I often feel like the wet blanket of EVdumb with my mantra regarding the technology adoption curve. The problem is I’ve been playing with these adoption curves for about 35 years now and haven’t quite caught any of them in the act of failing in the hypothesis. Generally, the early adoption segment of the curve begins in earnest at about 2.5% penetration of market share. With 13.5 million U.S. vehicle sales this year, that would be about 337,500 plug-ins or EV’s depending on how you define it and what you’re tracking.

Let’s say we confine our “market” to light passenger cars at 7.5 million per year. That still needs 187,500 cars. We’re at 90,000.

I started a small newsletter about bulletin boards and online services in 1985 and sold a publishing and trade show operation 13 years later in 1998. Along the way, one of the issues was that the proponents of the Internet wanted it so badly, they kept declaring victory over everything at any positive moment. And they also had a propensity to write it off as “who killed the Internet” at every negative development. In the tinkerer and innovator stage, success is NOT assured, but even if it occurs, it is marked at that point by fits and starts, wins and losses. New companies and bankruptcies. A bubbling cauldron of entreprenurial activity. Dreams lived and hopes dashed on the cruel rocks of economics and timing and the winds of war. It is the violence of storms in the petri dish.


When I combine this with the sudden influx of dozens of new startups SERIOUSLY wanting to form real companies and build real vehicles in varying quantities around the world, it dawns on me that we might finally be at the BEGINNING of the electric car phenomenon. The fork lift motors in the 30 year old Datsun in the garage giving way to a new breed of serious entrepreneur who while duly impressed with Elon Musk, does not consider the Tesla Model S as the final say so in the history of the automobile. So I see not so much doom and gloom as a hint of dawn of a new age.

6 thoughts on “Storms in the Petri Dish and One Brazillion Percent Growth”

  1. Jack:
    As always, I enjoy your writing and insight; and, your presentations which are always rich in detail. Thank you for your work.
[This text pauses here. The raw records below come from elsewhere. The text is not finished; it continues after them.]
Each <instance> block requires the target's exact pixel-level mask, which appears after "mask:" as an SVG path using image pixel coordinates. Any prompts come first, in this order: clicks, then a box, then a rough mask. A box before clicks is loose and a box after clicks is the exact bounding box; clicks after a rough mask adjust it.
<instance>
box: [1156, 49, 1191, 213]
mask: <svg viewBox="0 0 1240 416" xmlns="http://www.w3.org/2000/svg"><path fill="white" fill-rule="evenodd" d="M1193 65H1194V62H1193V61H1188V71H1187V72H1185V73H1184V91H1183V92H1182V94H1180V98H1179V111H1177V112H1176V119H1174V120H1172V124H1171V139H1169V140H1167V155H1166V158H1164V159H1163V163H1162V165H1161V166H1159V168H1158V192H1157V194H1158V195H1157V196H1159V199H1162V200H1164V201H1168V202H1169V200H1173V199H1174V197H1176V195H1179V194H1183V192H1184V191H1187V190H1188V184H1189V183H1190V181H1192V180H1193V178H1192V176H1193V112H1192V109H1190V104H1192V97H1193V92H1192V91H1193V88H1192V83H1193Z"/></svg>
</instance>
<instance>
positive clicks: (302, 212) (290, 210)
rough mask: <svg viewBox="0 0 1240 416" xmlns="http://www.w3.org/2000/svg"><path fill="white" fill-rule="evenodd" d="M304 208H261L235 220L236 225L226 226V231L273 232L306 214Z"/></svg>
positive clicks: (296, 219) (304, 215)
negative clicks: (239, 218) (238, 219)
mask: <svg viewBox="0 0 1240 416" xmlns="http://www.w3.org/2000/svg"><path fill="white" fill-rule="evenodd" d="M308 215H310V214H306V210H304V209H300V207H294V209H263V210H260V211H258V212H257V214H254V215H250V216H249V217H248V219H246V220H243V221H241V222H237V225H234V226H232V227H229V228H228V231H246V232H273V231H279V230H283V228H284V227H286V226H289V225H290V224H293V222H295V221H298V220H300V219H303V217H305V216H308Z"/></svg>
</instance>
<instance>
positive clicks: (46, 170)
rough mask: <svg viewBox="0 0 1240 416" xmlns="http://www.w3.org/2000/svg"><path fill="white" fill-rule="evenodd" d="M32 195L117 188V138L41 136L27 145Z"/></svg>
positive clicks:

    I bought a Leaf on April fool’s day 2011. Next year the car will be 5 years old and worth a lot less than the $19,700, including incentives, it cost me to purchase…a reduction in value that I believe is largely caused by the Nissan company, which only sold ICEVs and doesn’t know how to apply policy to EV type cars. I believe they are not thinking though their decisions regarding leasing and battery upgrades…or, just don’t give a damn about their customers. For whatever reason, the result is now a glut of perfectly good used Leafs on the market selling for peanut prices because Nissan has abandoned the idea of providing battery upgrade capability for these older models.

    I find it interesting that initially BMW announced the same policy; but, has since reversed this idea in favor of actually creating standardized battery packs that can be updated and installed in all models across their entire line. Tesla, I dare say will continue to support its older model customers with the latest battery technology, while Nissan simply says; All you get is a replacement battery with the same range…take it or leave it!

    I can’t help but believe, there is a market here for a company that can offer longer range updated batteries for the older Leafs; Tesla could do it; and I’ll bet L.G. CHEM could also. Anyway and in the meantime, there are some good buys on the market for used Nissan Leafs that have a lot of life left. And, if a bright DIYer or aftermarket company can solve the CAN code and offer an DIY updated battery kit for good money, these cars might be the best EV buy going.

    Let me say, The current car meets most of my range needs because I don’t drive it over 50-60 miles per trip; however, there are times when it is restrictive because I can’t deviate greatly from a planned route without worrying about those damn turtles.